We traced the neoplastic history (from 5 to 11 years of age) of a child with concomitant Fanconi anemia and Li-Fraumeni syndrome. Interestingly, the patient developed a highly malignant T-cell non-Hodgkin lymphoma (NHL), which does not represent the typical tumor type in the two aforementioned syndromes, presumably due to the underlying genomic instability.

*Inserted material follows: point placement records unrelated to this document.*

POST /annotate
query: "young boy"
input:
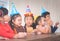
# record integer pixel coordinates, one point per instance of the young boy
(46, 15)
(5, 29)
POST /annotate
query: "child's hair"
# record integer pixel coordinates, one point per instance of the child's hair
(31, 16)
(3, 11)
(45, 13)
(38, 19)
(13, 18)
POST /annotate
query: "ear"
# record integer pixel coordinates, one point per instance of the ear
(13, 21)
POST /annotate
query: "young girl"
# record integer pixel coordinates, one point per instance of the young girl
(46, 15)
(29, 20)
(5, 29)
(15, 23)
(42, 27)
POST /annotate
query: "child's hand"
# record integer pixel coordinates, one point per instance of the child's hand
(20, 35)
(56, 24)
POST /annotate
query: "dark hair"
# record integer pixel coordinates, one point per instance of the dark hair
(13, 18)
(30, 16)
(4, 10)
(38, 19)
(45, 13)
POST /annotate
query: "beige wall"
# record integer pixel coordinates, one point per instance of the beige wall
(51, 5)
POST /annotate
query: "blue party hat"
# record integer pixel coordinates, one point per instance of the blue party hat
(13, 10)
(43, 10)
(28, 9)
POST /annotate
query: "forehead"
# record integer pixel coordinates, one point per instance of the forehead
(28, 17)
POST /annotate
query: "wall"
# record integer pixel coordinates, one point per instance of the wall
(35, 5)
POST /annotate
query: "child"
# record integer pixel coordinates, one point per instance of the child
(28, 23)
(15, 23)
(46, 15)
(41, 26)
(5, 29)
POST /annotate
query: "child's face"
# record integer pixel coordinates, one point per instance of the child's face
(47, 17)
(28, 20)
(42, 21)
(18, 21)
(6, 18)
(1, 19)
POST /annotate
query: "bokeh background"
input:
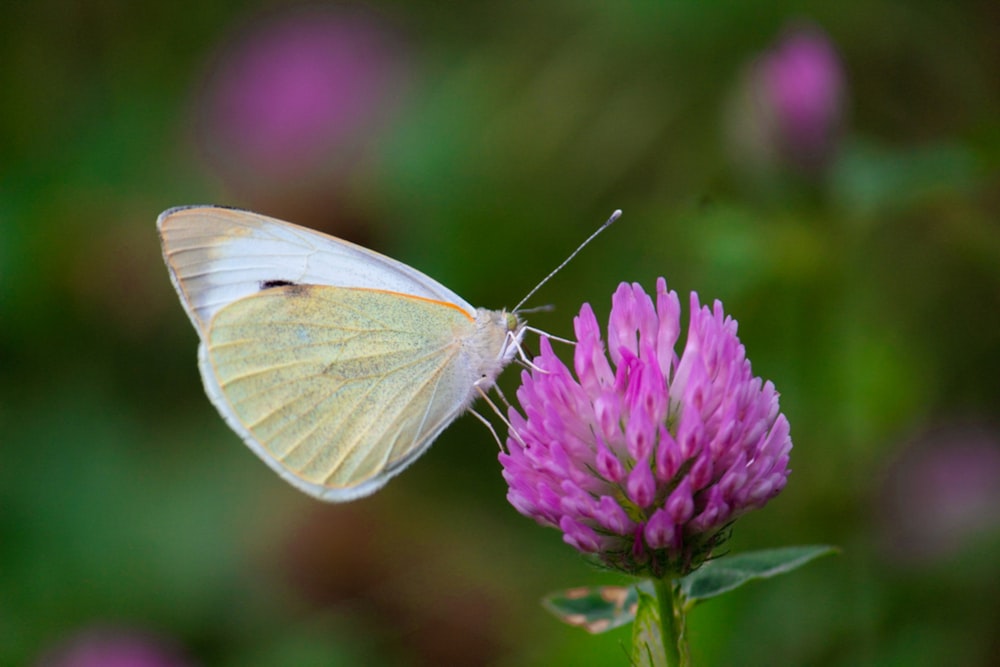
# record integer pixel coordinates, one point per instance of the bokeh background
(828, 170)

By using a combination of molecular and immunohistochemical approaches, we characterized the accumulation of multiple genetic alterations in a single patient, with both germline (parentally inherited biallelic FANCA variants and a likely de novo nonsense variant in TP53) and somatic (TP53 loss of heterozygosity and 5q interstitial deletion) contributions. Our findings support the interplay of TP53 and FANC genes in DNA damage response pathways and further highlight the genetic heterogeneity of lymphomas as well as the contribution of genomic instability to lymphomagenesis.

我们追踪了一名患有范可尼贫血症和 Li-Fraumeni 综合征的儿童的肿瘤病史（从 5 岁到 11 岁）。有趣的是，患者发展为高度恶性的 T 细胞非霍奇金淋巴瘤 (NHL)，这并不代表上述两种综合征中的典型肿瘤类型，可能是由于潜在的基因组不稳定性。

通过使用分子和免疫组织化学方法的组合，我们表征了单个患者中多种遗传改变的积累，包括种系（亲本遗传的双等位基因FANCA变异和TP53 中可能的de novo nonsense 变异）和体细胞（TP53杂合性缺失和5q 间隙删除）贡献。我们的研究结果支持TP53和FANC基因在 DNA 损伤反应途径中的相互作用，并进一步强调了淋巴瘤的遗传异质性以及基因组不稳定性对淋巴瘤发生的贡献。